TRACK #4 | JESSICA WILLIAMS – ‘BLUE ABSTRACTION: PREPARED PIANO PROJECT’ 

One much more recent discovery this past month: Jessica Williams’s Blue Abstraction: Prepared piano project 1985—87. This is perhaps the best thing I’ve heard in a decade — only recently rediscovered and unreleased until now, this album features Williams’s own music, firmly rooted in the style of Thelonius Monk, but played on a piano which has been modified in the same way as John Cage’s ‘prepared piano’ works, offering a radical reshaping of the instrument’s sound.
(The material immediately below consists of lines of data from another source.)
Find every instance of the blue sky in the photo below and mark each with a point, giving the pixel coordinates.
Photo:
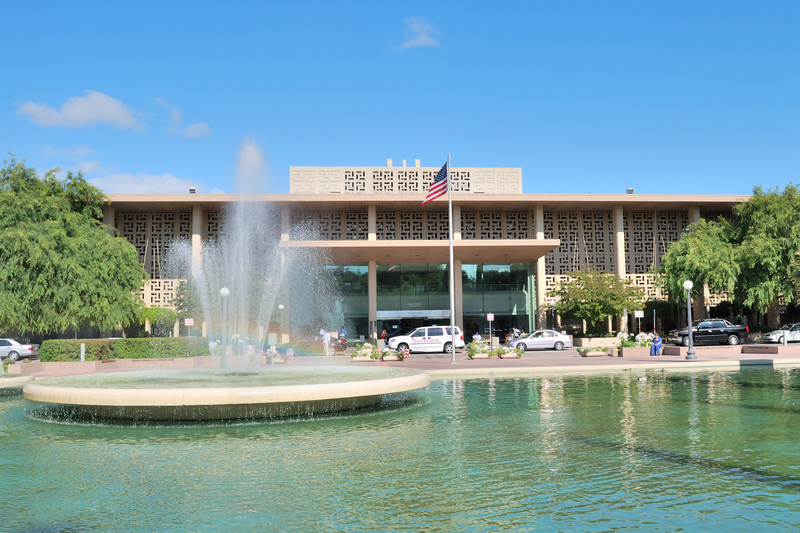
(585, 97)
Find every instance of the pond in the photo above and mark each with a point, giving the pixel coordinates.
(701, 451)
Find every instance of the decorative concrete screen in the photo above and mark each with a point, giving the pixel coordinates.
(401, 180)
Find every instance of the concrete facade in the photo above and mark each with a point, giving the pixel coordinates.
(510, 247)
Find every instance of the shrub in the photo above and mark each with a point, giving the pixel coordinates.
(101, 349)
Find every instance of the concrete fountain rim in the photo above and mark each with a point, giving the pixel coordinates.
(47, 391)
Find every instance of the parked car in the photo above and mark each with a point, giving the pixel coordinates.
(790, 331)
(16, 350)
(709, 332)
(428, 339)
(542, 339)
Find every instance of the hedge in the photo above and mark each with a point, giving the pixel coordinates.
(101, 349)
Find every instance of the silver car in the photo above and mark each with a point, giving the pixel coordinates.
(15, 350)
(547, 339)
(791, 331)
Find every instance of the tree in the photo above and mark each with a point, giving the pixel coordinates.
(59, 267)
(594, 295)
(703, 255)
(752, 258)
(766, 230)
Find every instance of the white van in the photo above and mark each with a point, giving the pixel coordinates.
(428, 339)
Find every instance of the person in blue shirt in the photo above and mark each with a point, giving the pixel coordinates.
(656, 348)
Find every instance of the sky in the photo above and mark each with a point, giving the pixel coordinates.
(699, 97)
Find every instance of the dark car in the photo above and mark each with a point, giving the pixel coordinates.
(711, 331)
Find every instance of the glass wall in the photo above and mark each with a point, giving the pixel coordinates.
(338, 297)
(506, 290)
(413, 287)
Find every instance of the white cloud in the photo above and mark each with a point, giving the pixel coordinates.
(144, 184)
(82, 111)
(95, 167)
(76, 152)
(196, 131)
(201, 129)
(422, 31)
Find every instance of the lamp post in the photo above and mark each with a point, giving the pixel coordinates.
(688, 286)
(224, 292)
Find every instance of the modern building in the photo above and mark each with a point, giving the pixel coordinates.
(392, 253)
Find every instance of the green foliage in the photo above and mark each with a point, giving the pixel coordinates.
(161, 320)
(102, 349)
(593, 295)
(766, 230)
(59, 267)
(752, 258)
(703, 255)
(187, 301)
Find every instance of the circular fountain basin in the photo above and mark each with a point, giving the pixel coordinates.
(201, 394)
(14, 382)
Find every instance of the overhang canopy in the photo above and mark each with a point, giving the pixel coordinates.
(431, 251)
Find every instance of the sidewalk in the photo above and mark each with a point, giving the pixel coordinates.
(441, 366)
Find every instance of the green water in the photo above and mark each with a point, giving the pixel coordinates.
(702, 452)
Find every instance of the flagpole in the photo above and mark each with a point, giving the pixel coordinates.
(452, 273)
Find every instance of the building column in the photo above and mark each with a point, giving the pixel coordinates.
(197, 238)
(372, 295)
(459, 296)
(372, 223)
(108, 219)
(541, 281)
(694, 214)
(619, 259)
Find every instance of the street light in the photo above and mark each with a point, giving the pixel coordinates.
(224, 292)
(688, 286)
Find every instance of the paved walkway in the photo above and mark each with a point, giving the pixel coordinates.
(534, 362)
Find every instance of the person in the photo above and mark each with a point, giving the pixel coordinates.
(326, 341)
(656, 348)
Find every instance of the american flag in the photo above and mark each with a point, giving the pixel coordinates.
(439, 185)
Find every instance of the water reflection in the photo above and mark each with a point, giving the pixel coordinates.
(699, 451)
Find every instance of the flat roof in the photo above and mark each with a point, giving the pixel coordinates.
(344, 252)
(413, 202)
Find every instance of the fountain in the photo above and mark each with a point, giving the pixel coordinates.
(237, 281)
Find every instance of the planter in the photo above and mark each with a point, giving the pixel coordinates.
(586, 342)
(635, 351)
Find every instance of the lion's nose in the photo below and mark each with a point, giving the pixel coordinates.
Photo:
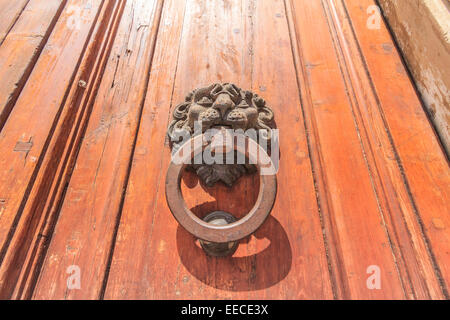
(223, 103)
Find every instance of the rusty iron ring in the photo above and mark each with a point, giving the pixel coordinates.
(233, 231)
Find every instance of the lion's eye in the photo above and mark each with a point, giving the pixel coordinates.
(243, 104)
(205, 101)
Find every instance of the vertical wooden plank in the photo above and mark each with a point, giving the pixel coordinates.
(170, 264)
(413, 260)
(296, 207)
(417, 148)
(21, 48)
(357, 226)
(85, 229)
(10, 12)
(28, 130)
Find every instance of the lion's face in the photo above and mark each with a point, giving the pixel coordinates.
(222, 105)
(219, 105)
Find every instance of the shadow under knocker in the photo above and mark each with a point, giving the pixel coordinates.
(252, 267)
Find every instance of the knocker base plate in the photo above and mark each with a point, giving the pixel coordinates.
(214, 249)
The result is totally extraordinary; it’s both otherworldly but familiar — an immensely listenable, approachable album which ‘moves between inward-looking melancholy, moments of grandiosity and a kind of freewheeling cacophony’.

 

 

 

 

TRACK #5 | ANDRAS SCHIFF – ‘PARTITA NO.4 IN D MAJORP, BWV 828: II. ALLEMANDE – LIVE’ 

Andras Schiff playing Bach live at the Bachfest Leipzig in 2010. Schiff is an idol of mine and a figure more than any other musician that has shaped the way I think about music and about Bach. One of the many ways in which his music making is so alluring to me — as well as his emotional and intellectual depth — is his palpable, childlike relish at physically playing this music. Children can teach us a lot about the joys of doing; play is something we can lose sight of as adults — Schiff’s playing, to me, is exactly that.

 

 

 

 

TRACK #6 | PETER HURFORD– ‘FUGUE IN E MINOR BWV 548’ 

Sticking with Bach, my next choice is Peter Hurford’s rendition of Fugue in E minor BWV 548 at the Rieger organ of Ratezburg Cathedral (on which there is a stop which, when pulled, opens a panel which reveals a small drinks trolley). Peter Hurford was the preeminent Bach player of the late 20th century who was the first to record Bach’s organ music on instruments built in a historically informed way, with mechanical key action, allowing the player greater control over the instrument and connection to the essence of the music. His playing was simply put, a revelation to the world in the 1960s, and still retains its incredible verve and joy today. Hurford was Master of Music at St Albans Cathedral from 1958–78, where I spent two formative years as organ scholar in the early 2000s. Peter was a regular but discrete presence at the Cathedral during my time there, and his general support and occasional guidance about making music on the organ was, and remains invaluable.

 

 

 

 

TRACK #7 | ONEOHTRIX POINT NEVER– ‘CHROME COUNTY’ 

Chrome County by Oneohtrix Point Never, who ‘fuses warped ambient textures, fractured pop and digital decay into a nostalgic-yet-alien soundscape that feels like a corrupted memory of 1990s media’.  I got to know this album in my early 30s alongside music from similar electronic spheres by Valgeir Sigurðson, Ben Frost, Squarepusher, Bon Iver etc. Apart from growing to love specifically this whole album, the act of assimilating totally new musical terrain was part of an invaluable chapter of artistic growth for me. The juxtaposition of various disparate electronic elements, specifically the use of a casio keyboard version of a pipe organ at the end of the track (frowned on by organ enthusiast purists), reframed the idea of synthesis and sound in music. This opened up the possibility to me of marrying electronic music with that of the traditional pipe organ, in such a project as…

 

 

 

 

TRACK #8 | TRISTAN PERICH & JAMES MCVINNIE– ‘INFINITY GRADIENT’ 

Infinity Gradient by Tristan Perich, an hour long work for organ and 100 speakers which sound in primitive 1bit audio. A remarkable work with few precedents, Infinity Gradient is a duet between two musical instruments, millennia apart in conception. Shot through with dynamism, it is a work of colour and contrasts which coalesce into a unique, transcendent whole. has just been released on Erased Tapes, which we will perform in the grand setting of Norwich Cathedral on the evening of May 9th.